The hardest part about the job was staying awake. The work was hot and dangerous. These were bar mills, the hot steel came out in large ingots and went through a number of progressively huge rollers to stretch and lengthen them into bars of steel. An ingot could be a red hot lump of steel measuring 2 feet high, 3 feet long, and 2 feet wide. The finished bars could be 50 feet long an inch thick and 4 inches wide.

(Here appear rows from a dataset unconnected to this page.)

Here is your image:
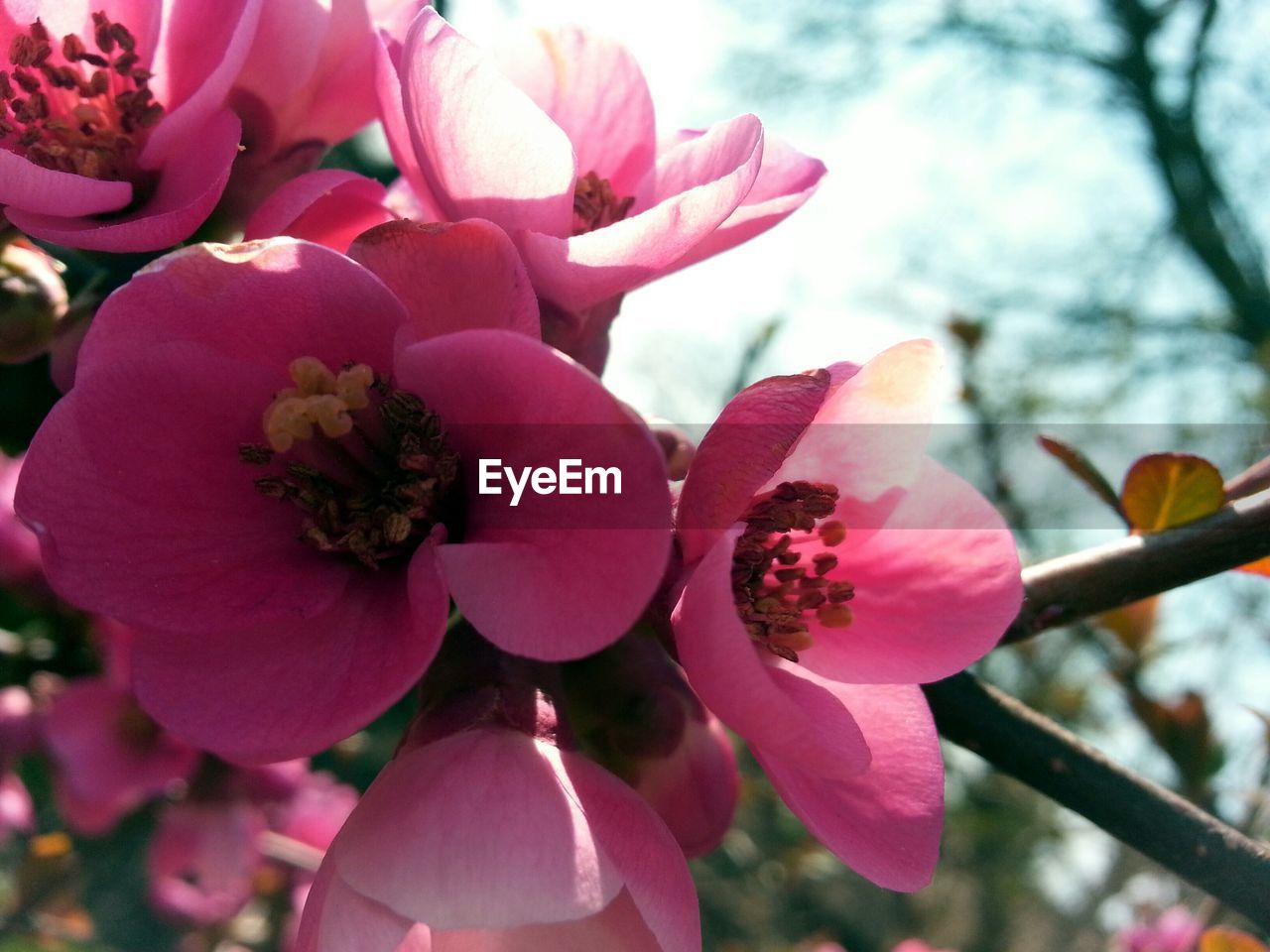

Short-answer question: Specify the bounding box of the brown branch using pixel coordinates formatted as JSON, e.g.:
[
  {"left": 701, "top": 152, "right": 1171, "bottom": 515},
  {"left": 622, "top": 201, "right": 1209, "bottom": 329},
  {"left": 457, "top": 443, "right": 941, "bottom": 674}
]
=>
[
  {"left": 924, "top": 672, "right": 1270, "bottom": 929},
  {"left": 1002, "top": 493, "right": 1270, "bottom": 644}
]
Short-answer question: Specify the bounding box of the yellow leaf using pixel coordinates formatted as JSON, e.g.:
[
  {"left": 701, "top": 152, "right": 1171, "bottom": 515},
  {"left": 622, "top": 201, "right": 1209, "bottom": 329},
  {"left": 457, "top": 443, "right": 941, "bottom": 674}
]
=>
[
  {"left": 1120, "top": 453, "right": 1225, "bottom": 532},
  {"left": 1199, "top": 929, "right": 1267, "bottom": 952}
]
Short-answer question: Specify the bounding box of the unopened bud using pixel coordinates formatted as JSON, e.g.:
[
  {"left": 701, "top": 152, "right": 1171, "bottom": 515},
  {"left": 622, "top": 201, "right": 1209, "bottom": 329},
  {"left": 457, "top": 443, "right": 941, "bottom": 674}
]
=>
[{"left": 0, "top": 244, "right": 67, "bottom": 363}]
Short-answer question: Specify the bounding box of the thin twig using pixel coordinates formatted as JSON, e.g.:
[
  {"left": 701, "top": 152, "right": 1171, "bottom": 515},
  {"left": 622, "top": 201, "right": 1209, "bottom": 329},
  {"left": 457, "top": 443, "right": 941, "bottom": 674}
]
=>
[
  {"left": 924, "top": 672, "right": 1270, "bottom": 929},
  {"left": 1002, "top": 493, "right": 1270, "bottom": 644}
]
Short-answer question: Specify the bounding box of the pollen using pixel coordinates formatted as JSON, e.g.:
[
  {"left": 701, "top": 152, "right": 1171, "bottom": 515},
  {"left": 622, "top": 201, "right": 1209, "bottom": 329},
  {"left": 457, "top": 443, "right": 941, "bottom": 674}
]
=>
[
  {"left": 239, "top": 357, "right": 458, "bottom": 568},
  {"left": 0, "top": 12, "right": 164, "bottom": 181},
  {"left": 731, "top": 481, "right": 856, "bottom": 661},
  {"left": 572, "top": 172, "right": 635, "bottom": 236},
  {"left": 262, "top": 357, "right": 375, "bottom": 453}
]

We weren’t assigned specific jobs, instead each night we were assigned an area or a task. One of the jobs was pulling the finished bars off the rollers. We had a long metal pole about twelve feet long with a short hook on the end as the bars came down the line I would pull them off. Another job was grabbing the red hot steel bars coming out of one set of rollers and spinning them around and feeding them into another set of rollers. Bob got this job and his great fear was that he’d suddenly turn into Lucy Arnaz and foul up the assembly line. There’s no way he could eat that red hot steel.
Other things that made an impression were the pollution and chemicals running into Lake Erie. You had to be careful where you put your lunch because the rats would eat it if you didn’t. The noise was so loud in some places you couldn’t hear yourself think. I almost got fired one night because I couldn’t hear the instructions my boss gave me. At the end of our shift we’d be filthy and covered in thick soot. We had to wear safety goggles and when we took them off our eye sockets would be white and the rest of our faces would be black. We all looked alike, you could only recognize someone by the way they carried themselves.
Bob and I worked there eight weeks but some of the men we worked with had spent their whole lives in that hellhole. One of the things I took away was that there had to be a better way to make a living. My career options were slowly being whittled away one at a time through trial and error. There ought to be a better way.